For permit reasons, my friend and I started from Lyell Canyon (Tuolumne Meadows.) Permits are indeed required to hike the JMT and are in high demand. It is recommended to plan well ahead as wilderness permits are under a quota system limiting the number of hikers on the trail (to 45 people per day exiting Yosemite via Donahue Pass) and thus preserving the environment.
The optimal time to hike the JMT is from July to September. We started on the 30th of August and reached Mt Whitney the 16th of September.
The first nine days of our hike were blessed with perfect conditions. We could take our time enjoying the sweeping view from the rocky top of high passes such as Silver Pass or Seldon Pass. The predominant grey colour of the granite, scattered with dark green thicket of trees and bejewelled by glistening lakes stood out from a vivid blue sky.
However, on the second half of our through-hike, thunderstorms developed pretty much every day. We had to be "storm smart", starting at sunrise, and reaching our intended camp spot by early afternoon before the storm hit. The most impressive thunderstorm occurred while we camped by Elevation Lake at 3300m of altitude. Our little emergency tarp was barely big enough to hold the two of us.
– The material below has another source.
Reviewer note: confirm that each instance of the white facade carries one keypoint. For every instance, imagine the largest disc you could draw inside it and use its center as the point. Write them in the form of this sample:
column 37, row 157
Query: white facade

The rain was pounding hard against its thin walls. Numerous bolts of lightning struck the nearby peaks and the thunder resonated as much in our stomachs as in the valleys around. It was awesome, in the original sense of the word.
From then on we always experienced a bit of rain, hail, sleet or snow at night. At Rae Lakes, we woke up to a thick layer of ice covering the lower sides of our tarp.
With a mixed feeling of disappointment and relief from my part, we saw no bears, but we did witness shreds of evidence of their presence in the woods. The JMT is particularly rich in wildlife, especially deer. A doe with her two fawns walked trustfully towards our camp in the Lecomte Valley, glancing curiously at us with no sign of alarm.We encountered as well many friendly marmots, majestic red-tail hawks or perky chipmunks.
The John Muir Trail counts 11 high passes. By the time we reached Sylvester Pass, I had developed legs of steel and a strong mental. It felt like a very special place, being the last and highest pass on the Trail and my first time over 4000m above sea level. But I was about to experience something more memorable and significant: ascending Mt Whitney, the highest peak in the lower 48 States at 4421m of altitude.
We climbed the long switchbacks on the western side of the mountain, then at Trail Crest caught up with a crowd of exhausted day hikers tackling an insane 35Km round trip with an elevation gain of 1860m from Whitney Portal. From there the Trail gradually gained elevation following a well-built trail through a rough terrain of large, angular slabs of granite, passing the "Whitney Windows"- areas where the face of the mountain breaks, offering vertiginous views.
Finally, we reached the summit and signed our names in the log-book at the Smithsonian Institution Shelter. I was thrilled by the moment, the place and its signification. But above all, it was the sheer beauty of the scenery that left me speechless.
The John Muir Trail gave me the strongest, most intimate relationship I have ever had with the wilderness. I fully understand John Muir's fascination for the Sierra Nevada, and would give a lot to spend one more night under the stars in his "the Range of Light."